Was zeigt die neue Studie?
- Menière: häufiger Drehschwindel, Tinnitus und Hörminderung
- Vestibuläre Migräne: oft Kopfschmerz, Lichtempfindlichkeit, oder Druckgefühl im Kopf
- Mit speziellen Tests (Kalorik, vHIT) konnten Ärzt:innen in 86 % der Fälle richtig unterscheiden
Manche Betroffene passen nicht genau in die Lehrbuchdefinitionen. Wenn typische Migränezeichen fehlen oder Anfälle anders verlaufen, sprechen Fachleute von „suspected VM“ – einer wahrscheinlichen, aber noch nicht eindeutig gesicherten vestibulären Migräne.

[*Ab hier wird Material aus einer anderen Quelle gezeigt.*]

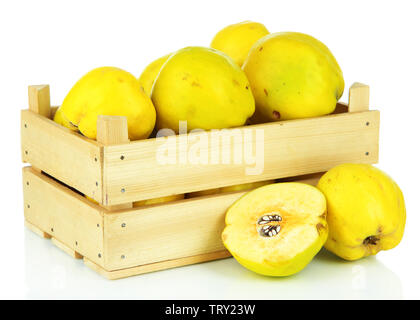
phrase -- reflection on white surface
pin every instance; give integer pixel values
(51, 273)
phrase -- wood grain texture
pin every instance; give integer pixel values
(65, 215)
(62, 153)
(124, 273)
(36, 230)
(112, 130)
(291, 148)
(72, 253)
(39, 100)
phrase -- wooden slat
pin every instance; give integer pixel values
(112, 130)
(124, 273)
(170, 231)
(291, 148)
(133, 241)
(165, 232)
(36, 230)
(62, 153)
(358, 97)
(39, 100)
(72, 253)
(68, 217)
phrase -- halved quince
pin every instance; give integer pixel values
(277, 229)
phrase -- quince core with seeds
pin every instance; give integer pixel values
(277, 229)
(292, 76)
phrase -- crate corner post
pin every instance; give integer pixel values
(111, 130)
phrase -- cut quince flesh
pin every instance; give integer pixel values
(277, 229)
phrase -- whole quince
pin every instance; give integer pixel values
(366, 210)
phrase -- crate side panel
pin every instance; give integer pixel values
(63, 214)
(132, 171)
(164, 232)
(63, 154)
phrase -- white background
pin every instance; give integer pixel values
(56, 42)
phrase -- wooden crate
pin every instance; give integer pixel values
(117, 240)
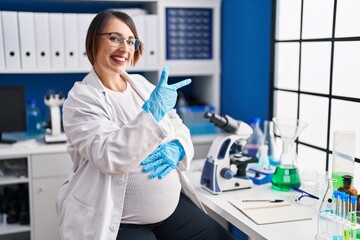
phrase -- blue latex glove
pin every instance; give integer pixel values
(163, 159)
(164, 96)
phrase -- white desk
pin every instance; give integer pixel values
(299, 230)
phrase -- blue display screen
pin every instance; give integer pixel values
(189, 33)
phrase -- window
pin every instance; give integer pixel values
(317, 73)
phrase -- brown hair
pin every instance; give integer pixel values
(97, 26)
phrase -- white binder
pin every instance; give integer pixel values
(84, 21)
(152, 44)
(11, 40)
(27, 40)
(2, 51)
(71, 41)
(42, 40)
(57, 41)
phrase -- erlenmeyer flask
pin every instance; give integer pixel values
(286, 174)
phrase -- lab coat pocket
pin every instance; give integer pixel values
(78, 221)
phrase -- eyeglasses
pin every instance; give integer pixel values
(115, 40)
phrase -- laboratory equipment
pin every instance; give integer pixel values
(347, 187)
(343, 156)
(286, 174)
(225, 152)
(270, 141)
(261, 172)
(33, 118)
(256, 139)
(12, 105)
(54, 101)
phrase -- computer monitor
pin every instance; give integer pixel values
(12, 110)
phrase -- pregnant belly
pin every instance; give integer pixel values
(150, 200)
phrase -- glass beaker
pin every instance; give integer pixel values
(286, 174)
(344, 146)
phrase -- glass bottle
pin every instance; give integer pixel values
(347, 187)
(254, 142)
(33, 118)
(270, 142)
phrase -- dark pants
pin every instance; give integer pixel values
(188, 222)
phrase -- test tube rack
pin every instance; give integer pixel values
(334, 227)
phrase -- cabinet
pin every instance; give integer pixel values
(49, 172)
(41, 171)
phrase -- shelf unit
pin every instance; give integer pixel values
(8, 179)
(47, 167)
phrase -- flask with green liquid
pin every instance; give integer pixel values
(286, 174)
(343, 156)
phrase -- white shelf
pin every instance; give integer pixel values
(13, 180)
(13, 228)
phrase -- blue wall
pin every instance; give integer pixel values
(246, 42)
(245, 39)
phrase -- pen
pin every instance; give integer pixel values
(263, 200)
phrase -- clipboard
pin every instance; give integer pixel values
(269, 213)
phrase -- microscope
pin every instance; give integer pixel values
(54, 101)
(225, 166)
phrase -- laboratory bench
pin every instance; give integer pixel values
(224, 211)
(41, 169)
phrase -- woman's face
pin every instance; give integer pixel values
(112, 59)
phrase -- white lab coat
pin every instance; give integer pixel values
(105, 147)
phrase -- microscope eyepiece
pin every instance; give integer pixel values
(225, 122)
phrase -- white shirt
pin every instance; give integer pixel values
(144, 196)
(105, 147)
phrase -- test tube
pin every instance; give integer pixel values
(336, 204)
(353, 203)
(346, 205)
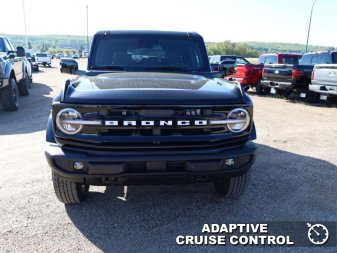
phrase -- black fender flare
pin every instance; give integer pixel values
(252, 135)
(50, 130)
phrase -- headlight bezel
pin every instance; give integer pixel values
(59, 123)
(246, 124)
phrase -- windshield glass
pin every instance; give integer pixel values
(41, 55)
(290, 59)
(149, 51)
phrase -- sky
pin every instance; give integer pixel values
(215, 20)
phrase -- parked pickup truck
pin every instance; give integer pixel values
(14, 77)
(43, 59)
(223, 64)
(283, 76)
(324, 78)
(247, 74)
(148, 111)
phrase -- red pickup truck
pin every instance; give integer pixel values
(247, 74)
(250, 75)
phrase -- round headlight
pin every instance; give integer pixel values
(240, 118)
(64, 122)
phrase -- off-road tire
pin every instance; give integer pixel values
(69, 192)
(9, 96)
(232, 187)
(24, 86)
(312, 97)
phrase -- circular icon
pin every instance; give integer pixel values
(318, 234)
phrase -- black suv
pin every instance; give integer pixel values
(148, 111)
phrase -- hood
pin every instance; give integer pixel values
(138, 88)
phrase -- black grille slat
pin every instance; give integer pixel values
(137, 138)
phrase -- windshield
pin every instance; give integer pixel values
(290, 59)
(149, 51)
(41, 55)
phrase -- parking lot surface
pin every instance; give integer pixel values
(293, 179)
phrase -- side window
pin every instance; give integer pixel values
(7, 45)
(13, 48)
(262, 59)
(325, 58)
(306, 59)
(316, 59)
(334, 57)
(241, 61)
(272, 59)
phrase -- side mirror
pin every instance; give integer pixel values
(20, 52)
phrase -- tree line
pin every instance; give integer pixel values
(231, 48)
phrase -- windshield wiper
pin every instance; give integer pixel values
(166, 68)
(110, 68)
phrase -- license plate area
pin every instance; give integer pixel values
(323, 97)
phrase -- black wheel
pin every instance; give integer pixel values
(232, 187)
(24, 86)
(9, 96)
(312, 97)
(245, 87)
(69, 192)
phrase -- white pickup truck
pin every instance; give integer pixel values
(43, 59)
(324, 79)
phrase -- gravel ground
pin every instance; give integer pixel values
(293, 179)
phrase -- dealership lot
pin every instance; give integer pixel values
(294, 179)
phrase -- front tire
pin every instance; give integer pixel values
(9, 96)
(69, 192)
(232, 187)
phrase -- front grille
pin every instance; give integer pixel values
(167, 137)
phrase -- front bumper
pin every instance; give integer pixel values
(277, 85)
(126, 168)
(324, 89)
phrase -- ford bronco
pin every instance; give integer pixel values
(148, 111)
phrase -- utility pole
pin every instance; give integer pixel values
(87, 29)
(312, 8)
(24, 20)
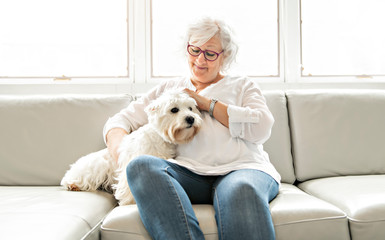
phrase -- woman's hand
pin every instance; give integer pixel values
(203, 104)
(114, 138)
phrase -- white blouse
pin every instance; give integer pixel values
(215, 150)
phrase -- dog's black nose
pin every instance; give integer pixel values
(190, 120)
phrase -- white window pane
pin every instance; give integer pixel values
(63, 37)
(343, 37)
(253, 21)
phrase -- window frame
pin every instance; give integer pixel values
(140, 77)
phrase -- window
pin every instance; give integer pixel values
(50, 38)
(342, 38)
(255, 24)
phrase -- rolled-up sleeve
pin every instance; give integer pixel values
(252, 121)
(133, 116)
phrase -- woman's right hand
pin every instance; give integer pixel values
(114, 138)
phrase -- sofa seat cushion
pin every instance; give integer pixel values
(300, 216)
(362, 198)
(337, 133)
(52, 213)
(296, 215)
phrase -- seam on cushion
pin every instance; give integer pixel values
(312, 220)
(365, 221)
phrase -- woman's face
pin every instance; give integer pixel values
(202, 70)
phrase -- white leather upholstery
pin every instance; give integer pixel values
(337, 132)
(331, 133)
(296, 216)
(278, 146)
(362, 198)
(48, 213)
(42, 135)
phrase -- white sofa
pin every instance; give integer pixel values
(329, 147)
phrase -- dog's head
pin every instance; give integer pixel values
(175, 116)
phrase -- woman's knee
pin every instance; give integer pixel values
(143, 166)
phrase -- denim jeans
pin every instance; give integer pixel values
(164, 193)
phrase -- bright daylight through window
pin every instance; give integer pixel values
(343, 37)
(46, 38)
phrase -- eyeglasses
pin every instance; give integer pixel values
(196, 51)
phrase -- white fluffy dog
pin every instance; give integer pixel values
(172, 119)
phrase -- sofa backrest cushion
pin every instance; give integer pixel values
(40, 136)
(336, 133)
(278, 146)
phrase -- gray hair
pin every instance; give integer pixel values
(204, 29)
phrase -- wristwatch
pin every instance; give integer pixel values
(212, 104)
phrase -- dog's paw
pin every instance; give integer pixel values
(73, 187)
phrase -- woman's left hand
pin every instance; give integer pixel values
(203, 103)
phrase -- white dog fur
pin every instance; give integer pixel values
(172, 119)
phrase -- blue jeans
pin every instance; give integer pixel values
(164, 193)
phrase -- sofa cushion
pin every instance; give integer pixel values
(296, 216)
(42, 135)
(278, 146)
(362, 198)
(299, 216)
(52, 213)
(337, 132)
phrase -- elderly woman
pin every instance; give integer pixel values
(224, 165)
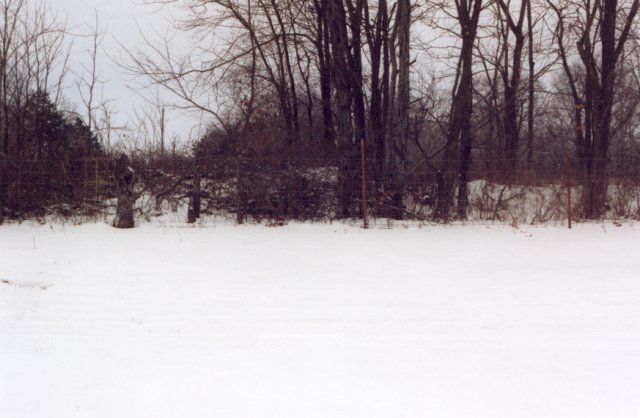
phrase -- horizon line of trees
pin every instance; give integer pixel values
(512, 88)
(437, 93)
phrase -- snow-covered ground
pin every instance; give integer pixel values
(323, 321)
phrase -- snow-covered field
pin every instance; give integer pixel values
(323, 321)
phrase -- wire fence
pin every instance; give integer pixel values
(280, 189)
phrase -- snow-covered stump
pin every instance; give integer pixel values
(125, 177)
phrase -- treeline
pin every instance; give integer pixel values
(330, 108)
(439, 92)
(43, 149)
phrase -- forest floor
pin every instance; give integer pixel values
(325, 321)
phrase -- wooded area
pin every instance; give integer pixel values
(316, 104)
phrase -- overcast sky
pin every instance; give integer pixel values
(121, 21)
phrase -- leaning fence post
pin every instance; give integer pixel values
(193, 212)
(569, 185)
(124, 179)
(364, 185)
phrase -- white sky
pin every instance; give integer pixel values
(121, 21)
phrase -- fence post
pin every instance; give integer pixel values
(364, 185)
(569, 185)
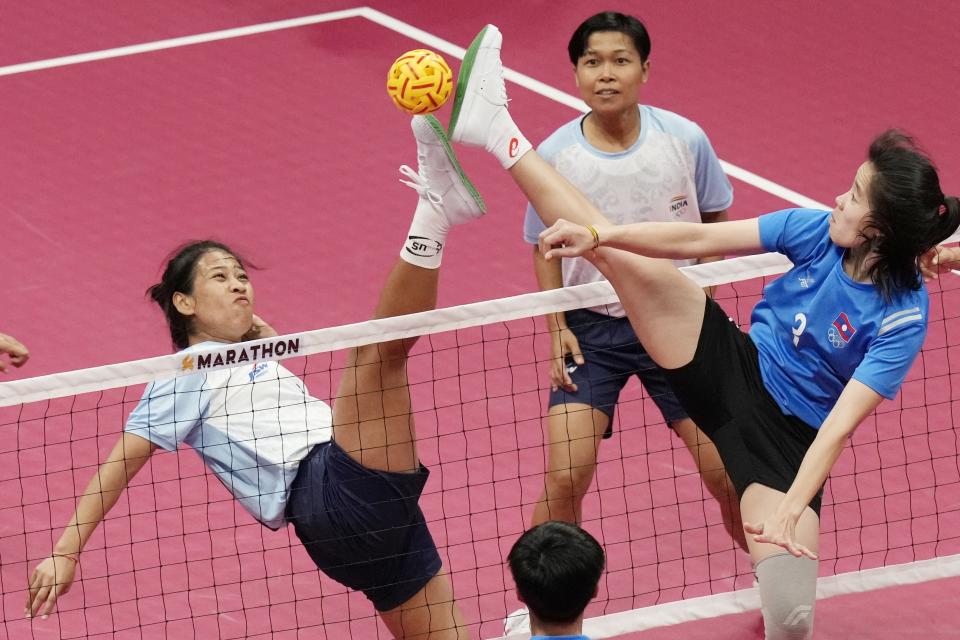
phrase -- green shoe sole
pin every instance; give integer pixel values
(441, 134)
(465, 68)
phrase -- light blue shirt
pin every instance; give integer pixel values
(670, 174)
(251, 425)
(816, 328)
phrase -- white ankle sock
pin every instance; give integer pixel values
(428, 233)
(505, 141)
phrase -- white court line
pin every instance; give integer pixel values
(576, 103)
(402, 28)
(185, 41)
(721, 604)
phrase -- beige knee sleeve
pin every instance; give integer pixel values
(788, 591)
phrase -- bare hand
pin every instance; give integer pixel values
(564, 344)
(14, 349)
(565, 240)
(259, 329)
(51, 579)
(781, 531)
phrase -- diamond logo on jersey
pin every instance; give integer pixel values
(841, 331)
(256, 370)
(678, 205)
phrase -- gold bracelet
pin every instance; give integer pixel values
(596, 236)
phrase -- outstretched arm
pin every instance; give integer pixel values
(674, 240)
(54, 576)
(856, 402)
(14, 349)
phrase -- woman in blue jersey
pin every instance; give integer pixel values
(832, 338)
(347, 480)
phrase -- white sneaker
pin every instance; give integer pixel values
(481, 95)
(517, 623)
(439, 179)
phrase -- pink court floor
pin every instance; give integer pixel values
(284, 145)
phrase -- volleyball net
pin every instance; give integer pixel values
(178, 557)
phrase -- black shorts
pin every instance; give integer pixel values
(363, 527)
(723, 391)
(612, 354)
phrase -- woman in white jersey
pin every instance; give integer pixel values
(831, 339)
(347, 480)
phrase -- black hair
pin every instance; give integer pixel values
(908, 211)
(557, 567)
(178, 277)
(609, 21)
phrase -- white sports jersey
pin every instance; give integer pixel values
(251, 425)
(671, 173)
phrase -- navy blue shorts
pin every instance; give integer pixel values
(363, 527)
(612, 354)
(722, 389)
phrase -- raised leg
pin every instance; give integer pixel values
(372, 414)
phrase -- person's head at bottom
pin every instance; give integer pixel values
(556, 567)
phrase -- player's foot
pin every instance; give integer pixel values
(439, 178)
(481, 96)
(517, 623)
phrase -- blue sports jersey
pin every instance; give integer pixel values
(816, 328)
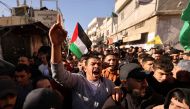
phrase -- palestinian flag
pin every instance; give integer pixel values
(184, 37)
(80, 42)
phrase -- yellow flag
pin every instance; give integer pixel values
(156, 40)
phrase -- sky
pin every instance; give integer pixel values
(82, 11)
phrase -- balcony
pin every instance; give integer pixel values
(120, 4)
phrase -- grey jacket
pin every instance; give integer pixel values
(82, 94)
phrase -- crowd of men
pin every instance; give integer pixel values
(105, 78)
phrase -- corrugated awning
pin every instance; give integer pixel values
(132, 38)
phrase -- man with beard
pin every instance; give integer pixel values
(88, 92)
(138, 94)
(110, 63)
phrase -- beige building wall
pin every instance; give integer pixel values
(133, 13)
(168, 29)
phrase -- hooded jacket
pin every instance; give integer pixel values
(184, 91)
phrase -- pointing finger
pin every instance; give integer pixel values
(58, 18)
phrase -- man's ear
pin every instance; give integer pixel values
(84, 68)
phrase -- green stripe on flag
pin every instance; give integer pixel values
(75, 50)
(184, 37)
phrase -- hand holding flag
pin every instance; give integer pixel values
(57, 34)
(80, 42)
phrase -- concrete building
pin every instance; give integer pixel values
(94, 31)
(140, 21)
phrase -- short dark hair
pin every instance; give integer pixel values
(159, 52)
(149, 58)
(35, 81)
(164, 64)
(90, 56)
(143, 55)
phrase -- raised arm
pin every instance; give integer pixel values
(57, 36)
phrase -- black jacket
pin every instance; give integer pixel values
(185, 92)
(150, 100)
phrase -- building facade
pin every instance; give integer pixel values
(143, 20)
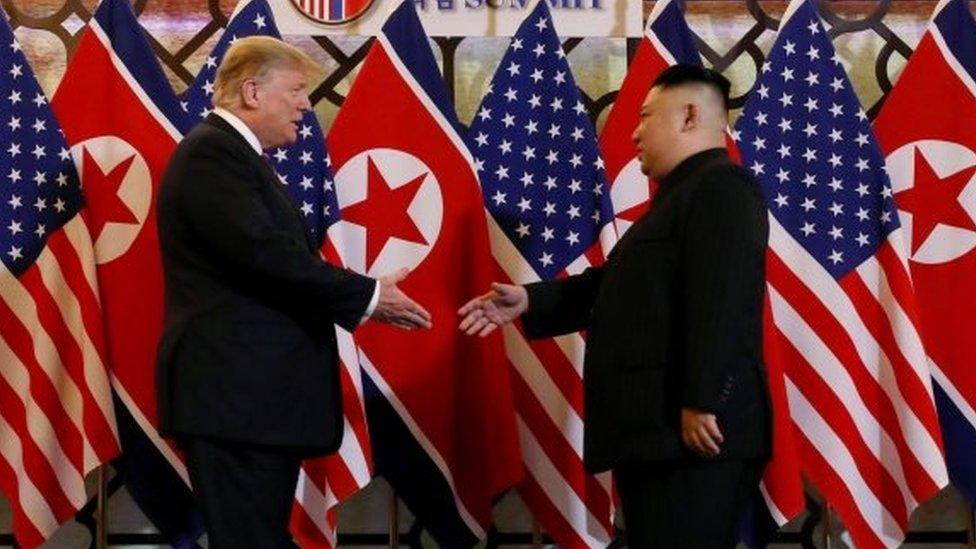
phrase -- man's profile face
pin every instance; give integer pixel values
(657, 130)
(283, 99)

Was bedeutet das für dich?
- Hörstörungen oder Tinnitus deuten eher auf Menière, Kopfschmerz und Lichtempfindlichkeit eher auf vestibuläre Migräne.
- Eine gute Diagnose braucht meist mehr als nur einen Test.
- Gründliche Untersuchung spart Zeit, Fehlbehandlungen und Unsicherheit.
Was kannst du tun?
- Sprich deine Ärztin oder deinen Arzt auf vestibuläre Tests (z. B. vHIT oder Kalorik) an.
- Auch wenn Tests unauffällig sind: Eine Zweitmeinung in einem spezialisierten Schwindelzentrum kann Klarheit bringen.